Thanks . Does anyone else have a different order or anything? I dont mean anything bad to Judi, he actually has enlighten my confused mind (since i’m inexperienced in this), but I’m just wondering if this is the typical approach or is there a completely different approach?
I would like to learn as much as I can during these couple of months while I gather up some deposit money and researching on potential investment property.
ok.. so how does getting a new appraisal and asking for a new mortgage is considered re-financing?
My question derived from the example of “real estate riches” book by dolf de roos. A property went up from $1 m to $3 million, and by refinancing he got $2.7m, and he used that to pay his $900k mortgage (he only had $100k at start), which leaves him $1.8 million.
Question being… how was he able to take out 90% of the property value as cash? Doesnt mortgage means to borrow money to buy a property?

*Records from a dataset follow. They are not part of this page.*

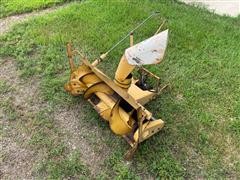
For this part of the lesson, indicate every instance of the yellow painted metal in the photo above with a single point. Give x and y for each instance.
(148, 129)
(90, 79)
(75, 86)
(120, 121)
(98, 87)
(129, 118)
(123, 71)
(141, 96)
(104, 110)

Isnt what he’s doing called ‘equity’? But.. isnt ‘equity’ taking out the amount of money that you’ve paid off for the mortgage?
FHOG = First Home Owner Grant?
What exactly do you get in this?
I’m 19 yrs old and I’m ashamed to say that I have no savings >.<.
I’ve been given a wake up call after I read Rich Dad Poor Dad book and Steve’s book.
Thanx for the help.
P.S. Hey YoungInvestor, wanna get in touch through email or something? your circumstances are very similar to mine (except for the savings bit and the state).